A head in the clouds is bad for business. Luckily, the Kolleck family does not have that problem. They have focused on floors for six decades, and their business, Seamless Floor Coatings Inc., is successful because of it.
Paul Kolleck founded Seamless in 1939, coating metal ship decks for the military. In 1942, he expanded into a new niche, coating concrete floors at airplane hangars.
Years passed, bringing new generations of Kollecks, and Seamless coated countless square feet of concrete and metal flooring in the meantime.
Today, vice president Tommy Kolleck, 28, son of current president Tom and great-grandson of Paul, is taking the family business in a more decorative direction for the twenty-first century.
Seamless began exploring architectural coatings about a decade ago, when Tommy joined the company. “That's where I came in — bringing the company to the next level, trying to keep up with everybody else,” he says.
Kolleck is especially proud of 90,000 square feet of floors recently placed for Saleen Inc. at the Irvine, Calif., headquarters of the high-performance car company. Seamless laid 18,000 square feet of metallics for a showroom and put down a gray layer of 100 percent solid epoxy in a warehouse.
Seamless has also become a contractor of choice for a few chain retailers, including Charo Chicken, which asked Seamless to hand-match its signature purple, red and yellow colors on restaurant floors. Seamless has replaced tile and carpet at Nutri Shop sports nutrition and supplement stores with an acid-stained surface that is cheaper and easier to clean than the tile.
Seamless has also specialized in taking on coating jobs that nobody else would want to do, Kolleck says. For example, when the company was called in to give the acid stain treatment to one future Nutri Shop site, workers were confronted with patches of exposed wood on a floor that was otherwise epoxy quartz. A pizza restaurant had formerly occupied the space, and the holes were footprints left by equipment removed from the old eatery. Epoxy quartz doesn't easily take to acid stain in the best of circumstances, and with the patches, the task looked daunting.
But Seamless pulled it off. Workers deep-filled the exposed holes with overlayment until they were level with the quartz, then diamond-ground the entire floor. A layer of 100 percent solid epoxy was poured over the surface and topped with 60-grit silica sand broadcast almost to refusal. After set time and a good sweep, the resulting floor took nicely to three coats of microtopping and an acid stain. Another coat of 100 percent solid epoxy sealed the surface.
The company also recently finished a waterproofing and microtopping job at an office and parking complex in Garden Grove, Calif. When the office building began to leak, its owners couldn't just tear out and replace the concrete, because the concrete was supporting the building. The seal work done by Seamless preserved the structural integrity of the building while protecting it against leakage.

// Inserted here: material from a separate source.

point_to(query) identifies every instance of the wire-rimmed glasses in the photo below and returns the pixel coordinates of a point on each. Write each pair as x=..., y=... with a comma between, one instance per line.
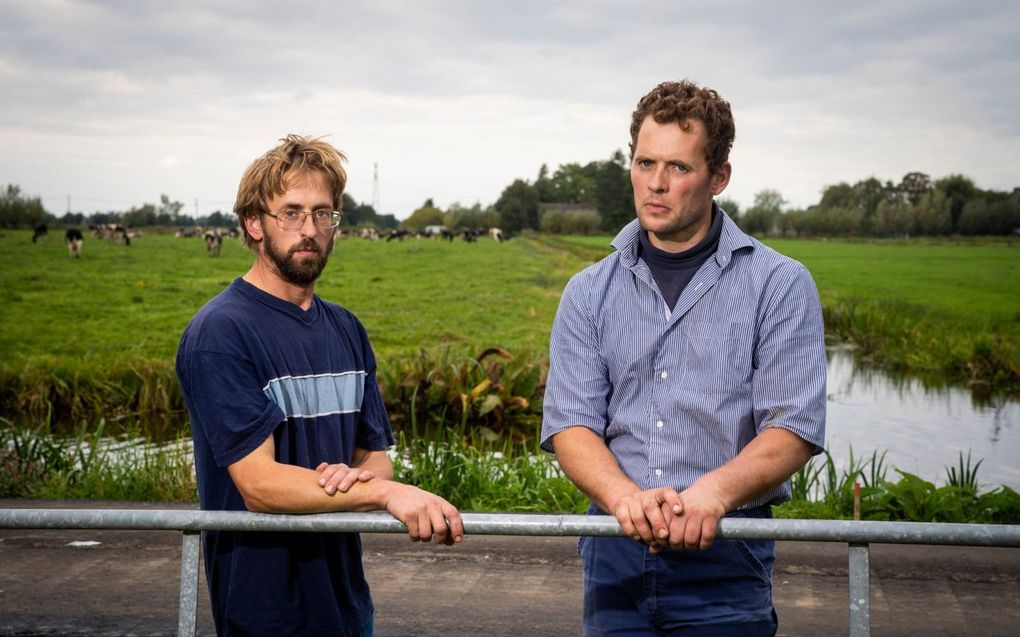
x=294, y=218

“We have a lot of projects where a lot of people are like, ‘ehh, we don't know what to do with that,'” Kolleck says. “And we do it for them.”
Seamless also manufactures two kinds of decorative coatings: a metalized epoxy and a translucent epoxy that looks like an acid stain after application. “We're always playing around with different things,” Kolleck says. “That's almost what I specialize in, is trying to make something that isn't out there.”

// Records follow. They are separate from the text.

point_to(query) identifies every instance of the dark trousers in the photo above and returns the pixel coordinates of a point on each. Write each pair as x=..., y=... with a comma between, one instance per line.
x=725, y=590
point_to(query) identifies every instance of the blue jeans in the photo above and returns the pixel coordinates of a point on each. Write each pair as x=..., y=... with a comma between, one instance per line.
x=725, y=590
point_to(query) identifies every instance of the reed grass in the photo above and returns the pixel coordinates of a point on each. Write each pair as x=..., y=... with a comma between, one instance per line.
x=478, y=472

What they don't make, they tend to get from Floric Polytech Corp., a supplier that Kolleck says has been instrumental in helping Seamless grow over the years.

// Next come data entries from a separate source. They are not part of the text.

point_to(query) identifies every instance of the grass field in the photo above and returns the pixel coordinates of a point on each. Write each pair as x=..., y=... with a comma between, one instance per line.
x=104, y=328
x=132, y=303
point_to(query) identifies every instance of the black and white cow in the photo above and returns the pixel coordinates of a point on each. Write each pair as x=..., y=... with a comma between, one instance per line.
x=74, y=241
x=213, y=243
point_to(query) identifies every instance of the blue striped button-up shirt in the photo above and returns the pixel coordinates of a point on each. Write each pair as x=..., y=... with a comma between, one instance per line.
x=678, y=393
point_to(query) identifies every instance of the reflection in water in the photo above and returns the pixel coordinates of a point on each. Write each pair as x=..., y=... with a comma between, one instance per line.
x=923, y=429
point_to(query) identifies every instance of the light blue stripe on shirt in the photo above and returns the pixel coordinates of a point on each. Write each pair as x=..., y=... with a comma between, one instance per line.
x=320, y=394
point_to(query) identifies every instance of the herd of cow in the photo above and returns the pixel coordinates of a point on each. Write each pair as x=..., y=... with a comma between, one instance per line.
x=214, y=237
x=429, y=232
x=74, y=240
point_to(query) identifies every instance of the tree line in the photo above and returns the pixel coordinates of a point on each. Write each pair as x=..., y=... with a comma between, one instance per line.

Seamless Floor Coatings doesn't do floors exclusively. The company will overlay tile, wood or metal countertops with microtopping materials, and even pour a new top if specs and aesthetics call for it. A division of the firm takes on commercial painting, coating and waterproofing jobs. But floors are the company's bread and butter. “We do floors over concrete, over wood, over tile, pretty much anything,” Kolleck says.
On the other hand, the company's first line of business, ship decks, is fading. Getting deck contracts involves plowing through too much bureaucratic red tape these days, Kolleck says, and besides, there's more work in decorative concrete flooring. “We still do hangars for the military, but it kind of has to be the right job. Plus, that really doesn't allow me to be creative. It's kind of the same thing over and over.”
What's good for Kolleck is also good for Seamless, as the decorative concrete industry continues to grow. “If you're not keeping up, you're going to be left behind real quick,” he says. “We're shifting gears to the more functional, architectural side, where you can pound on it but it still looks good.”
The floors at Saleen are living up to that description. Someone recently dropped a brake rotor directly onto the concrete floor, and the impact from the heavy chunk of machinery dented the concrete. But it didn't tear Seamless' topping. “The concrete failed before the coating did,” Kolleck notes. “That's a pretty good testament.”